私は高校までを福岡で過ごしました。
福岡といっても都会ではなく、佐賀寄りの新興住宅地。
小学2年生の頃から一軒家に住み、高校卒業までその地域で育ちました。
その地域には、いわゆる「ヤンキー気質」の人も多く、学生時代は自分の立場を守るためにも、舐められない程度にリア充感を出しながら中学と高校を過ごしていました。
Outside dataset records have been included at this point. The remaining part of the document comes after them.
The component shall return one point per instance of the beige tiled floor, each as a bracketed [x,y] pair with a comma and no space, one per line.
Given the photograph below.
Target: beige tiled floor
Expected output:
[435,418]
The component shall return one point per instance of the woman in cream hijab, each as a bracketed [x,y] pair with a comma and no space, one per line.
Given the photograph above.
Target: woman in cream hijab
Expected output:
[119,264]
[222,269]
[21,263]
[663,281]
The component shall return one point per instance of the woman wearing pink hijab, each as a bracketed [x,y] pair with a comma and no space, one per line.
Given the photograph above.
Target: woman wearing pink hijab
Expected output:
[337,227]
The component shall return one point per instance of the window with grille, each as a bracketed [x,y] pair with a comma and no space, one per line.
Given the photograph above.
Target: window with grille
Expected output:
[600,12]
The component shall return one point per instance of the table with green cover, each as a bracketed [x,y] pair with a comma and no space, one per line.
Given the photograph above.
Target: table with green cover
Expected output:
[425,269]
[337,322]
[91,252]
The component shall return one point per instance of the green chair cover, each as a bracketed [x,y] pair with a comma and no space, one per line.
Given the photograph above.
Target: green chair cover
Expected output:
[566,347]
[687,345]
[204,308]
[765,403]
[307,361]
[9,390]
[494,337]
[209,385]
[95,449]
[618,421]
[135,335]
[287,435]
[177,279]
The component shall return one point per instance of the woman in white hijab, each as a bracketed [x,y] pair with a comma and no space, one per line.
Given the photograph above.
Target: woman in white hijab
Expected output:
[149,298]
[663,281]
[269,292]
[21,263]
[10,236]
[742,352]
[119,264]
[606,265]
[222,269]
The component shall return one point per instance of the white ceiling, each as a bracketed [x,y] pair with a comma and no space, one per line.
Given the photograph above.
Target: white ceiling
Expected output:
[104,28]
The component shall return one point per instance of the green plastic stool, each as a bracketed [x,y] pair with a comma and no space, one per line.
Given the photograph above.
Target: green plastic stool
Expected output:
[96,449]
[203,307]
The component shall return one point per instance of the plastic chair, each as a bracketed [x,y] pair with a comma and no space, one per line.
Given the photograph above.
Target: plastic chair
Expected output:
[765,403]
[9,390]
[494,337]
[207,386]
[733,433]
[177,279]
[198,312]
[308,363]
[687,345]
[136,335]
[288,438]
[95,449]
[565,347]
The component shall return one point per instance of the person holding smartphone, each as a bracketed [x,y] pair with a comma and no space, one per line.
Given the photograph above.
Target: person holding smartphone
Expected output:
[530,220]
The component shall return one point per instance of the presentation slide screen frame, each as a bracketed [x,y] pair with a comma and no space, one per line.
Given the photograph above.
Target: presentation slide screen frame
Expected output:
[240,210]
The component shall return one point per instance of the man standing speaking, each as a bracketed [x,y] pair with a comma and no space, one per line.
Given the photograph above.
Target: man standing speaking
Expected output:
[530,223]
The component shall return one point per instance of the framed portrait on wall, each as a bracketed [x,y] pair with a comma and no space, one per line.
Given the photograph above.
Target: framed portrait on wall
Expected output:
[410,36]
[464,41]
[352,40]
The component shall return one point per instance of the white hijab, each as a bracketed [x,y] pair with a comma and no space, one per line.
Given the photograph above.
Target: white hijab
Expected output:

その結果、何に時間を使っていたかというと、勉強よりも友情です。
もちろん友人関係は大事ですが、当時の私はそれに過剰に時間を使っていました。
夜遅くまでファミレスやカラオケで友達と過ごし、遊び、時には深夜まで時間を消費する。
すると、自然とこういうスパイラルが生まれます。
- 勉強より友情を優先する
- 友情が強固になる
- さらに時間を使う
- 勉強からさらに離れる
こうして、どんどん「そのコミュニティの中での人生」が固定化されていく感覚がありました。
そして地元の空気として、もう一つ特徴的だったのが
「地元を離れる」という発想がほとんどないこと。
強く築いた友情を手放すことは、どこか裏切りのような感覚がありました。
このまま同じ環境で人生を終えるのか?
高校の進路を考えていたとき、私はふと疑問を持ちました。
このまま成り行きで生きていったら、
同じ友人ネットワーク、同じ環境の中で人生が終わるのではないか。
それが本当に自分の望む人生なのか。
ちょうどその頃、指定校推薦で関西の大学に進学できる可能性があることを知りました。
しかし、内申点は足りていませんでした。
そこで私は、人生で初めてと言っていいほど勉強をしました。
猛勉強の結果、なんとか合格。
こうして私は大学進学をきっかけに、関西に出ることになりました。
関西に来て最初の1年は本当に苦しかった
しかし、環境を変えることは簡単ではありませんでした。
関西に来てからの1年は本当に苦労しました。
これまで普通だと思っていたことが、全く通用しない。
友人関係の作り方も違う。
価値観も違う。
思ったように友人もできず、生活もうまくいかない。
正直なところ、
「福岡に帰ろうかな」
と本気で思った時期もありました。
でも、その違和感が自分を変えた
ただ、その苦しい時間の中で一つの気づきがありました。
それは、自分が普通だと思っていたことは、全く普通ではない
ということです。
環境が変わると、当たり前が崩れます。
そして初めて、
- 自分の価値観
- 自分の行動
- 自分の人生
を客観的に見ることができるようになります。
そこから私は、現状を疑うこと、学び気づきを得たものから行動すること(その結果、変わること)の重要性を強く意識するようになりました。
その経験は、今の人生にも確実に活きています。
大学卒業後、私はいわゆるJTCの会社員として働きながら、投資や資産形成にも取り組んでいます。
地元の友人たちの今
当時の地元の友人とは、今は全く関わりがありません。
SNSなどを見ると、
- 地元に住み続け
- 20代前半で結婚し
- 子供が3人いて
- 実家で暮らしている
そんな人も多いです。
仕事も
- 工場
- 車の整備
- 鳶職
など、地域に根ざした仕事が多い印象です。
休日には同じ友人たちとBBQをしている投稿もよく見かけます。
もちろん、彼らの人生を否定するつもりは全くありません。
地元が好きで、友達を大切にして、家族と暮らす。
それはそれで、とても幸せな人生だと思います。
ただ、客観的に見ると、収入や資産形成という観点では生活が厳しい可能性も高いと感じます。
しかし、周囲も同じような状況なので、
それが普通だと感じているのだと思います。
環境が人生を作る
もし私があのまま地元に残っていたらどうなっていたか。
おそらく、昔の友人たちと同じような生活を、何の疑問も持たずに送っていたと思います。
どちらが良い悪いではありません。
ただ一つ言えるのは、
環境が人生を作る
ということです。
人は思っている以上に、周囲の影響を受けます。
だからこそ、
- 新しい場所に行く
- 新しい人に会う
- 新しい価値観に触れる
この経験は、人生を大きく変える可能性があります。
最後に
私にとって、関西に出たことは
人生の大きな転機でした。
正直、最初は本当に苦しかったですし、
今もJTCの日々難しい経営課題にぶつかって、その解決の方向性を考えるために関係者と折衝して、残業や休日出勤もあり、正直心が折れそうになる時もあります。
でも今振り返ると、あのとき勇気を出して環境を変えたことが、
今の人生を作っていると強く感じます。
もし今、同じ環境の中でモヤモヤしている人がいたら。
一度、思い切って環境を変えてみる。
それだけで、人生の見え方が大きく変わるかもしれません。